Why old farm houses are so far from the roadPeter Power/The Globe and Mail

This week, Collected Wisdom is going back to the land. Yes, we're going to sit on the farmhouse porch drinking cider while our hapless underlings do all that back-breaking rural toil. Seems only fair.

THE QUESTION: Why were so many old farm houses built so far back from the road? Jean Macintosh of Brockville, Ont., wants to know.

THE ANSWER: "In Western Canada, the governing consideration for very old farms was for the farmhouse and other buildings to be located near the middle of the land being farmed, which meant being in closer proximity to the work," writes James Irving of Edmonton. He says this put the farm house farther from the roads, but there was less travel then, and roads were not cleared in winter. "My homesteading ancestors," he says, "accepted they could not count on getting to town for several months each winter."

Barb Heidenreich of Bailieboro, Ont., concurs. People in rural areas did not commute to work, she says, so time travelled related to taking horses from the barn by the house to the fields to be worked and back again. Thus centring the home in the best arable land was the most efficient way of doing things.

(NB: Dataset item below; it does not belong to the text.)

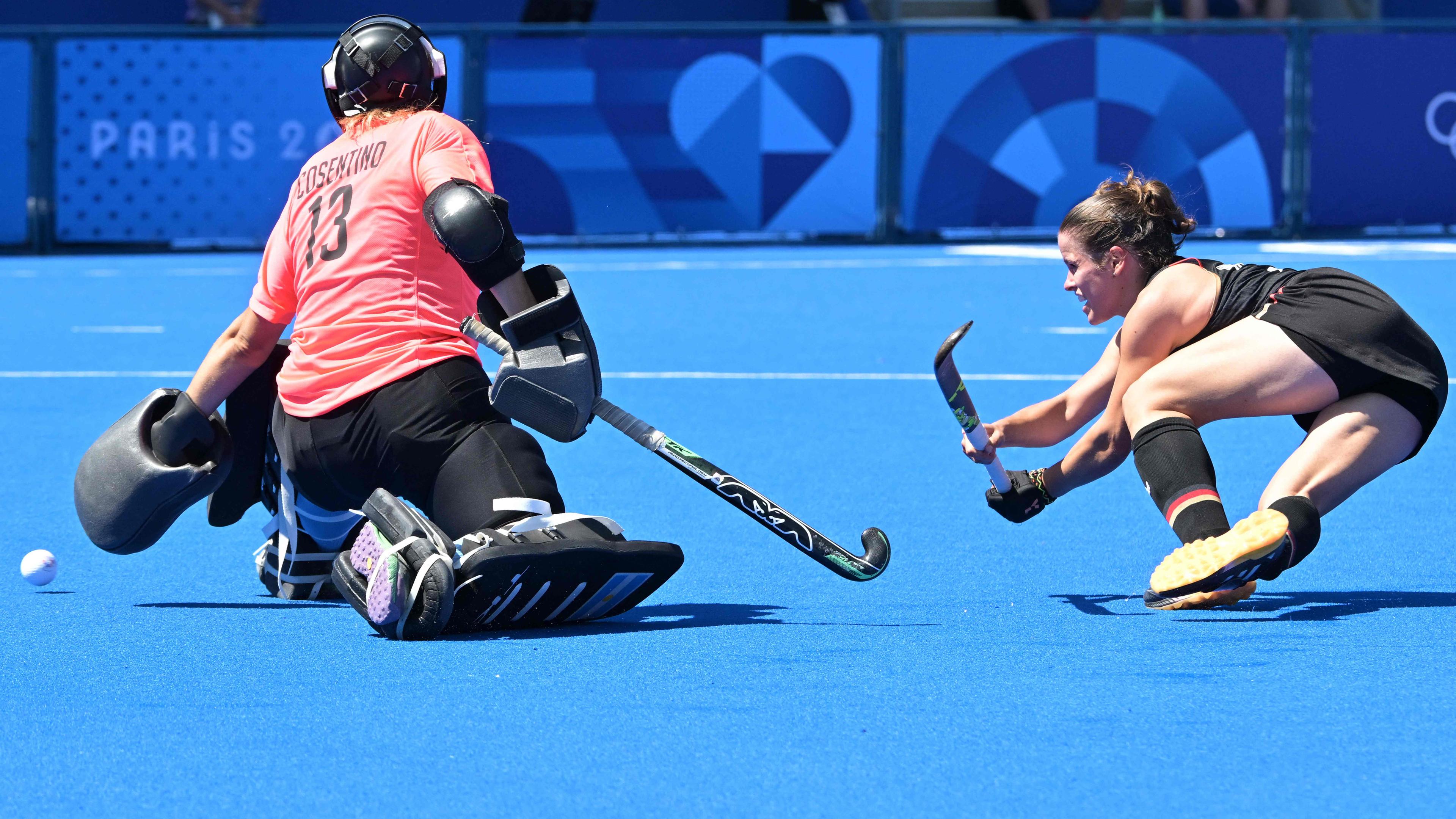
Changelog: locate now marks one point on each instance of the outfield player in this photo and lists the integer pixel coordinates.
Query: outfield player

Mr. Irving says that as farming became mechanized and equipment could be easily moved, and as the public roads became better maintained, it made sense to locate farmhouses closer to the roads.

"A shorter private access road meant the farmer needed to do less snow clearing to reach a public highway and required a shorter and less expensive connection to serve the farmhouse with electricity, when it became available."

Christine Ferguson of Toronto adds that as more roads were constructed, they were built along farm boundaries, so many old farmhouses still remained far from the highway.

FURTHER NOTICE

Last week, we discussed why it's so difficult to fold a piece of paper in half more than seven times. It's because the paper's thickness doubles every time you fold it.

This prompted Hal Irwin of Saanichton, B.C., to wonder how thick a theoretical piece of paper of infinite length and width would become if you could fold it 100 times. He's assuming a thickness of about 0.08 of a millimetre for the unfolded sheet.

Well, the mathematical minions at CW have never been ones to shrink from a challenge. So, we got out the spreadsheet and calculated that after 25 folds the piece of paper would be 2.68 kilometres thick, and after 50 it would be more than 90,000 kilometres thick.

After 100 theoretical folds, we calculate the paper would have a thickness equivalent to about 10.7 billion light years. In other words, almost as thick as the Sunday edition of The New York Times.

HELP WANTED

  • Why do very ordinary cars have speedometers that go to twice the legal maximum speed limit? Mark Mietkiewicz of Thornhill, Ont., wants to know.
  • Why do some sequences of musical notes sound pleasant while others sound discordant? And, asks Robin Barfoot of Toronto, is this the same for all human groups?